On a winter climbing trip in 1970 to Scotland Chouinard bought himself a regulation rugby shirt for a souvenir. Up until this time “active sportswear” in the U.S. consisted of gray sweatshirts and pants. The basic climbing uniform consisted of cut-off tan chinos and white dress shirts from thrift stores. Chouinard’s rugby shirt was built to withstand the rugged sport with its reinforced seams and smooth collar. Plus it was colorful – blue, red, and yellow stripes, a noticeable departure from outdoor wear’s tan and forest green palette.

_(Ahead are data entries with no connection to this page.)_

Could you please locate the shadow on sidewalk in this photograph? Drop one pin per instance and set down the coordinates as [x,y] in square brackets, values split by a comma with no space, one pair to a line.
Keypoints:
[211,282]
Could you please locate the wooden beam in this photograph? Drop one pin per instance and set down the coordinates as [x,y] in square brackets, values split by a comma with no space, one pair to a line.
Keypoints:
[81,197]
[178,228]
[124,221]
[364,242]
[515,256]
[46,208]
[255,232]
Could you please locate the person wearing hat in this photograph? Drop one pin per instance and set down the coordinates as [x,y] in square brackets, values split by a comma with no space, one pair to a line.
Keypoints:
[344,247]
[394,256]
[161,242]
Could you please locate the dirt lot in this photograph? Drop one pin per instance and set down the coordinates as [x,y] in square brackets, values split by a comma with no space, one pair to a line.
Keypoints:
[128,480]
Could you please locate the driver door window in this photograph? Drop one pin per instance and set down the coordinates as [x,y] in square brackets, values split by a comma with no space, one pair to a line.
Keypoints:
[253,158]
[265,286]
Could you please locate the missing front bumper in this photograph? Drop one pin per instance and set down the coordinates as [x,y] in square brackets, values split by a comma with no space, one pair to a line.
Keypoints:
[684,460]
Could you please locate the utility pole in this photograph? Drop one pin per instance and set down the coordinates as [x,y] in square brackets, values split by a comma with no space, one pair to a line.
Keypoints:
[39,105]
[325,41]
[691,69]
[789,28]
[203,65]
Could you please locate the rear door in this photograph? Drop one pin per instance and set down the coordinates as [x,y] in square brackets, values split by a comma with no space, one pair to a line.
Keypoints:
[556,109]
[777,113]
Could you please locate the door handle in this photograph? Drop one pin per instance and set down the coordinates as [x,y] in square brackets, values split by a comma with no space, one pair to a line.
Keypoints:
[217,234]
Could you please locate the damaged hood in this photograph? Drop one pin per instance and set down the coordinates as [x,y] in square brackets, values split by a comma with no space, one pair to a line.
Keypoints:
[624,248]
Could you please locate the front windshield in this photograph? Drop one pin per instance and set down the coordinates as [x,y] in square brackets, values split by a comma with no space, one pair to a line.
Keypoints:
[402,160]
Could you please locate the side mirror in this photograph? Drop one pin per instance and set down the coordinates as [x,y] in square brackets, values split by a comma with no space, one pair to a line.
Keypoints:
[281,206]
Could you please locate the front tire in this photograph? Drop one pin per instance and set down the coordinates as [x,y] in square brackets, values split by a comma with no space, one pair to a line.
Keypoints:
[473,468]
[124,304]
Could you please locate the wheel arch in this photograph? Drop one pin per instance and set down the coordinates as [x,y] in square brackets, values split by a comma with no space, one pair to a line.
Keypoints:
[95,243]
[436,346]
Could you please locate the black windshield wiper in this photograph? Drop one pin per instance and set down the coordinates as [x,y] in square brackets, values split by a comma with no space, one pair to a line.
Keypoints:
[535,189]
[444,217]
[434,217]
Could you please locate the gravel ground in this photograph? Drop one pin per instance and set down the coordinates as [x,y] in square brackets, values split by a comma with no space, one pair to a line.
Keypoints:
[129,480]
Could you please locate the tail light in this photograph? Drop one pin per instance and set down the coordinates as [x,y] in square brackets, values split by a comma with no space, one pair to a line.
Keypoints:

When he wore his rugby shirt back home in the U.S. all his climbing friends wanted one. They began ordering and selling shirts from England, New Zealand and Argentina. They couldn’t keep them in stock. They had started a fashion craze in the U.S.

Chouinard’s active wear sales helped support the marginally profitable hardware business. But as they sold more and more Chouinard decided that they needed a name for their clothing business. Even though Chouinard Equipment had a good company image, he didn’t want people to associate their clothes with just mountain climbing. The Patagonia label was born.

Chouinard’s Patagonia Company spent years working with Malden Mills in California developing fabrics that would include the best of wool (insulates when wet) and the best of synthetics (wicks moisture away from the body). They developed polypropylene, Capilene polyester and Synchilla fleece. They also kept the vivid colors of the rugby shirts to keep the “bland” out of active wear.

In 1994, Chouinard once again made a hard business choice on behalf of the environment. He had become aware that the cotton products, which made up 20 per cent of their sales, came from industrial farming and required all sorts of Earth-damaging toxic chemicals. He threatened to walk away from Patagonia. He said, “I don’t want to be in business if I have to use this product.” He gave the company 18 months to switch completely to organic cotton. The transition was difficult. They had a hard time finding organic farmers. They had to fight banks whose interests were tied to big chemical companies. They had to find new gins and mills. They went a year without making a profit on their cotton products. Patagonia survived. “But the bigger point”, he said, “is that the switch was profitable and the right thing to do, a concept that corporate America often doesn’t get.”

Since 1985, Patagonia has donated 1 percent of its annual sales to grass-roots environmental groups. It has even convinced more than 1,200 companies to follow its lead and join its “1% for the Planet” group. They have brought together an unprecedented coalition of governors, businesses and environmental groups to protect animal migration corridors. Yvon Chouinard was elected to Newsweek’s “Best Leaders of 2009”.